If the rates are just now starting to tick upwards, there are a number of possible explanations, and the real explanation is probably a combo of factors. But we shouldn't always rush to pin our own favored policy position as the perfect explanation for whatever sociological data we come across.
  
You're Half Right
By Teresa Tollend Jan 17th 2008 at 7:40 pm EST
"if this isn’t an argument for eschewing abstinence-only in favor of comprehensive sex ed, I don’t know what is."

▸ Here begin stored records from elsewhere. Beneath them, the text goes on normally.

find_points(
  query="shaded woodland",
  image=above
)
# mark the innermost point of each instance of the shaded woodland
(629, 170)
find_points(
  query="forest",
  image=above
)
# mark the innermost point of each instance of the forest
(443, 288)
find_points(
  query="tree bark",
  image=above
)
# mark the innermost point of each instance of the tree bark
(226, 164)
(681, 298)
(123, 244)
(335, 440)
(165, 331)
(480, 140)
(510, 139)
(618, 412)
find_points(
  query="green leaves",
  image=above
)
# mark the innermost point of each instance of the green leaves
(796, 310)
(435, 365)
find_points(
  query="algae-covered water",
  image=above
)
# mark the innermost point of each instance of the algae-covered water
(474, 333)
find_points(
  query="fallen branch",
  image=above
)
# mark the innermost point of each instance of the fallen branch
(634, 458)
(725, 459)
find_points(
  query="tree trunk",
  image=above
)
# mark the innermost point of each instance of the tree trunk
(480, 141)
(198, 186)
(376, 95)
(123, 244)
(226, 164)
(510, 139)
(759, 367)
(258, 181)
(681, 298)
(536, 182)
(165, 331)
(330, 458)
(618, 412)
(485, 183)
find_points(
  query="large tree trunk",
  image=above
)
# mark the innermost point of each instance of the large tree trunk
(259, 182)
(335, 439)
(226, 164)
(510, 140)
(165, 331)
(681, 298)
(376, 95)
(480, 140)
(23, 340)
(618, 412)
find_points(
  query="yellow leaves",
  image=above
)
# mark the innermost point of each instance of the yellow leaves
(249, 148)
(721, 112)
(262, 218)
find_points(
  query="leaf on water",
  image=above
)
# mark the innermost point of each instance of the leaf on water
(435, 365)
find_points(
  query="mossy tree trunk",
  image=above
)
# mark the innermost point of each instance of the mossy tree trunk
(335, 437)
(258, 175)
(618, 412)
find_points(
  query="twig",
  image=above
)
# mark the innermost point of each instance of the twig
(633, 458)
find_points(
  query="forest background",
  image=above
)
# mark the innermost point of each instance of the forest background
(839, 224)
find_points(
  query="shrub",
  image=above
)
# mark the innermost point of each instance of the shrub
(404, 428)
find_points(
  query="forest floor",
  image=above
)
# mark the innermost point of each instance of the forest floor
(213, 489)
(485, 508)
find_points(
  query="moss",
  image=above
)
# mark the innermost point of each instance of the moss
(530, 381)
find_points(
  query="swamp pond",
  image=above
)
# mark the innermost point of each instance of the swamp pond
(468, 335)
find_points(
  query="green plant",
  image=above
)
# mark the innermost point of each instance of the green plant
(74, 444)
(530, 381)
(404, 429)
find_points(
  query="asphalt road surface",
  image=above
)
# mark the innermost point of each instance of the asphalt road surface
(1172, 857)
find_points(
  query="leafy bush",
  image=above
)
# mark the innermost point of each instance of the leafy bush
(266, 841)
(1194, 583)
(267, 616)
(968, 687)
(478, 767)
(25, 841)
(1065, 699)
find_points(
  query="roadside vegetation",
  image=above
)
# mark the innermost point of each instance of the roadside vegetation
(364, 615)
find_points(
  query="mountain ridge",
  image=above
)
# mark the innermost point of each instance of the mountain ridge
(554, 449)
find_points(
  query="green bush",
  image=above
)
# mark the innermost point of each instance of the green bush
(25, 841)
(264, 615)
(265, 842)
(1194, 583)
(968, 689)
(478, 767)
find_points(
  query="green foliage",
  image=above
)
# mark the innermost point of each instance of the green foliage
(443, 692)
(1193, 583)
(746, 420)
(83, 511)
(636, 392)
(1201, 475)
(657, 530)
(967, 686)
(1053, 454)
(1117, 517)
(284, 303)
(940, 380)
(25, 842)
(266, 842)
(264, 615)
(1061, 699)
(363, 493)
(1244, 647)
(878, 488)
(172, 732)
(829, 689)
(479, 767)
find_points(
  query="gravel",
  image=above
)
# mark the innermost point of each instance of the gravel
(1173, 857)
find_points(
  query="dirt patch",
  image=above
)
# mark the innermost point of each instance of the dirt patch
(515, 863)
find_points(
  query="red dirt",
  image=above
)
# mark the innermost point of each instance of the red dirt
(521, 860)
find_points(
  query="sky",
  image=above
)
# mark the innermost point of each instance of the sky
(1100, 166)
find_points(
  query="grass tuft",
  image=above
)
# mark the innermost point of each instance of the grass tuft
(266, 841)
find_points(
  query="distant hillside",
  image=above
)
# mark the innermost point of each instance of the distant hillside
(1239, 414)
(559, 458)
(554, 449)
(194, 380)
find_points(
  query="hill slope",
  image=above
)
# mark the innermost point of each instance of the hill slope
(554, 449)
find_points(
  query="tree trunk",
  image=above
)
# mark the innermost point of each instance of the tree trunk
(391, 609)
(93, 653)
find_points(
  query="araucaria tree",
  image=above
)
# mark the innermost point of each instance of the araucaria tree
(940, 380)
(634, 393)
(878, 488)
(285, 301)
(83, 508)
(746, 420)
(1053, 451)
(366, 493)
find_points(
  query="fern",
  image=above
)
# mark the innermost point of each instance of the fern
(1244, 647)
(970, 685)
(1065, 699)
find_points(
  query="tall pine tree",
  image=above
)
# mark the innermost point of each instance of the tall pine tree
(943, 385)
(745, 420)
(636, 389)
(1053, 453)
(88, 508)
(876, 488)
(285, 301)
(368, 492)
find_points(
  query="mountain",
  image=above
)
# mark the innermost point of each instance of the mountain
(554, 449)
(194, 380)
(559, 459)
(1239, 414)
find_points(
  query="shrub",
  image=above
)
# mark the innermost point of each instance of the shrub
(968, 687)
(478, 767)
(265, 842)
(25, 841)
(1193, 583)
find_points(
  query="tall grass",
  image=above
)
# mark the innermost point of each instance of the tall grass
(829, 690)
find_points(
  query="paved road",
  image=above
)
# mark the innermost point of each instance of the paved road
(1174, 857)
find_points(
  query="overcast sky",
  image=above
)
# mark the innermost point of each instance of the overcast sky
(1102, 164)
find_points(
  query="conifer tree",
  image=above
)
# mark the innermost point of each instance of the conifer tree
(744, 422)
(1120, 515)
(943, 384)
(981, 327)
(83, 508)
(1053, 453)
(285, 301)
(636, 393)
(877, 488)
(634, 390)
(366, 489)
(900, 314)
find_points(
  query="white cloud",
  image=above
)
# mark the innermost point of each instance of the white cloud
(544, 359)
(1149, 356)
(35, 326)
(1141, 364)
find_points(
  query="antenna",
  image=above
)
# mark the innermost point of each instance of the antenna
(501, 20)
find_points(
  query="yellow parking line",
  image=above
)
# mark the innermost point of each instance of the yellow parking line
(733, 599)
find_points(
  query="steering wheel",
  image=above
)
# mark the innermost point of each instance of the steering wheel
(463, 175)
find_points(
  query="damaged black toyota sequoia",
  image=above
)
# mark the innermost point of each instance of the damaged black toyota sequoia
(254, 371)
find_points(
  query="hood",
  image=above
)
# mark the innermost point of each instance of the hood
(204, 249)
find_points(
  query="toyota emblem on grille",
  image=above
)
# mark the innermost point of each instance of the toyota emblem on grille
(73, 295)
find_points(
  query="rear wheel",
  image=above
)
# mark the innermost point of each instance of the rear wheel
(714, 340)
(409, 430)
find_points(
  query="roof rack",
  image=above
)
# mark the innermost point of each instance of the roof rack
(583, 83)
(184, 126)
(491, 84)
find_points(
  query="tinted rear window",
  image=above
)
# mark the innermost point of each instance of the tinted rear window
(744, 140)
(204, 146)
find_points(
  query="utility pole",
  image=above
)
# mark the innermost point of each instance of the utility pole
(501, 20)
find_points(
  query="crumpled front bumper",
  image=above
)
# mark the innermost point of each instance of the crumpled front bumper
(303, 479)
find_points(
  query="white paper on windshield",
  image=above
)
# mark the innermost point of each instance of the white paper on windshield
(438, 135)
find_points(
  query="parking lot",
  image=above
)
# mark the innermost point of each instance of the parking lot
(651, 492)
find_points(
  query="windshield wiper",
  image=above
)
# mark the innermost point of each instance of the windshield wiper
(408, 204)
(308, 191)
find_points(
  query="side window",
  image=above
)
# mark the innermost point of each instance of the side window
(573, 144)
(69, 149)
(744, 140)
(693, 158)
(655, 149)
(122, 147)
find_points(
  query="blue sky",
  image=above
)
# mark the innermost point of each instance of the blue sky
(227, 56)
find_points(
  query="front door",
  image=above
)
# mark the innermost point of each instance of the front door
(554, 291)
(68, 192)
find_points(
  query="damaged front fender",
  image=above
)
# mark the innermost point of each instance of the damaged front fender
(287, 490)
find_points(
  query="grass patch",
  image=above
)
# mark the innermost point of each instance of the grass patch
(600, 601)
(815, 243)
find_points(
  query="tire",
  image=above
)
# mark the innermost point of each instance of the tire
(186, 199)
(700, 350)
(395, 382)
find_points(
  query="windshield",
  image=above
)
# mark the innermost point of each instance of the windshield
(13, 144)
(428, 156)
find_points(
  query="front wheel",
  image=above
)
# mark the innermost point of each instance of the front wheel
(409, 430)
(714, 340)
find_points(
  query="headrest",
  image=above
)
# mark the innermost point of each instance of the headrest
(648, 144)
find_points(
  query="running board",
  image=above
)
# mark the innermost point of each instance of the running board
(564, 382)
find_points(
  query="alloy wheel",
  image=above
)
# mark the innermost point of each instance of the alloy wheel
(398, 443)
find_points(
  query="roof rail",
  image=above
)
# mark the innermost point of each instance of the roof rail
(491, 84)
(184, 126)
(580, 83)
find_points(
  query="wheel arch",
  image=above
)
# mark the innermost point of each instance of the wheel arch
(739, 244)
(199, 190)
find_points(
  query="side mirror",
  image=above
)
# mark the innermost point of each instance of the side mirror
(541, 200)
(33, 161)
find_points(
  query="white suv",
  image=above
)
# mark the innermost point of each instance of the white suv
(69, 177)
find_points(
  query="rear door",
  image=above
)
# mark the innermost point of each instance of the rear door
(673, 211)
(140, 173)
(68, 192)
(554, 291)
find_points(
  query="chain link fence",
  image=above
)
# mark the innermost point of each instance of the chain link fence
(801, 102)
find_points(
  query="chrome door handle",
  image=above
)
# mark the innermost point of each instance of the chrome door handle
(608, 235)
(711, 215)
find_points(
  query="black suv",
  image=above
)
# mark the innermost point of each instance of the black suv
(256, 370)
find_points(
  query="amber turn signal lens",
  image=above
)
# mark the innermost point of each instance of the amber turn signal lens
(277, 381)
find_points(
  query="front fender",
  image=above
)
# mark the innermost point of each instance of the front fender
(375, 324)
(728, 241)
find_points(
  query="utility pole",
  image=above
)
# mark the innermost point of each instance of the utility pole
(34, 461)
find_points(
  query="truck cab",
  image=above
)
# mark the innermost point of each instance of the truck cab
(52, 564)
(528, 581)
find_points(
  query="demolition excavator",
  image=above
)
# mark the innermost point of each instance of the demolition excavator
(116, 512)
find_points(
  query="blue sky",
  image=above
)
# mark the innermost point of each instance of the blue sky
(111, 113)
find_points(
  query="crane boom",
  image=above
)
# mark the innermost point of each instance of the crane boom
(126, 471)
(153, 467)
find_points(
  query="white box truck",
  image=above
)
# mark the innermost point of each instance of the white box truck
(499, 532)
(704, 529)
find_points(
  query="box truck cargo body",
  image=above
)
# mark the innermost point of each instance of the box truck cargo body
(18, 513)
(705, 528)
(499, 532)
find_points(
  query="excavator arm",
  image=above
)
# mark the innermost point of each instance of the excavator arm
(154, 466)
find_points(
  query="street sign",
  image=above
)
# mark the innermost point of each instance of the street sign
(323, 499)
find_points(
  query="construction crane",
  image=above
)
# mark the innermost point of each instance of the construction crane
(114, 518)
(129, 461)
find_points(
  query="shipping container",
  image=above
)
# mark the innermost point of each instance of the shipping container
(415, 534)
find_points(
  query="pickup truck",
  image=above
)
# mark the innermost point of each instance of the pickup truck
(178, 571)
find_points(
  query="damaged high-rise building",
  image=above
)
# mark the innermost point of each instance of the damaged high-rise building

You're right that studies show abstinence based sex education doesn't seem to be effective in preventing unwanted pregnancies. BUT something you never seem to mention in your numerous blogs on the subject is that these same studies show that non-abstinence based sex education, if anything is even more ineffective at preventing unwanted pegnancy and STDs.
The sad truth is that sex education, of whatever sort, has a long history of being ineffective. If you know of any studies to the contrary, please post a link.
Re: You're Half Right
By JR Jan 20th 2008 at 3:11 pm EST
I think you're wrong. It sounds like you're misquoting the Bruckner & Bearman study that compared STD rates among those who took abstinence pledges and those who didn't (concluding that, though the ones taking pledges started having sex later and had fewer partners, they didn't have differing rates of STD infection, meaning they got sick more often than those who didn't take those pledges, often administered as part of an abstinence-only curriculum).

Douglas Kirby's 2002 survey of pre-existing literature in the Journal of Sex Research found nothing conclusive either way.

I don't know of any study that indicates comprehensive sex ed leads to higher rates of STDs or unwanted pregnancies (and, since only students in comprehensive programs receive education about contraception and birth control, and since the rates of sexual activity are, at least according to the Texas Dept. of Health study in 2005, nearly identical in students given either comprehensive or abstinence-only sex ed, I find the idea somewhat implausible).

And that's all leaving aside the Waxman Report, which found that abstinence-only programs are, in many cases, based on simply feeding the students abject bullshit and hoping they believe it.

So, can YOU please tell me what study you're talking about that says comprehensive programs are "if anything even more ineffective"? Because I can't think of any that have said anything like that, and it sounds pretty implausible.
  
Never-Ending Issue
By Preston Mitchum Jan 18th 2008 at 9:29 am EST
I have never understood why so many people constantly push the un-realistic concept of abstinence based education. The best way to prevent pregnancies, especially with younger women, is to provide birth control, or at least the access to it. The rates that I read on the blog are astounding. That is something good for people who intend on making abortion a rarity. Personally, abstinence based education is the reason more women get pregnant. With 87% of the counties in America not providing access to abortion, not only does that leave a barrier, it essentially women to have an unwanted pregnancy.

There is a lot more that needs to be looked at into these percentages. At this rate, Roe mindaswell be overturned, because it seems as if "laws" will continue to cause a barrier to the rights of women.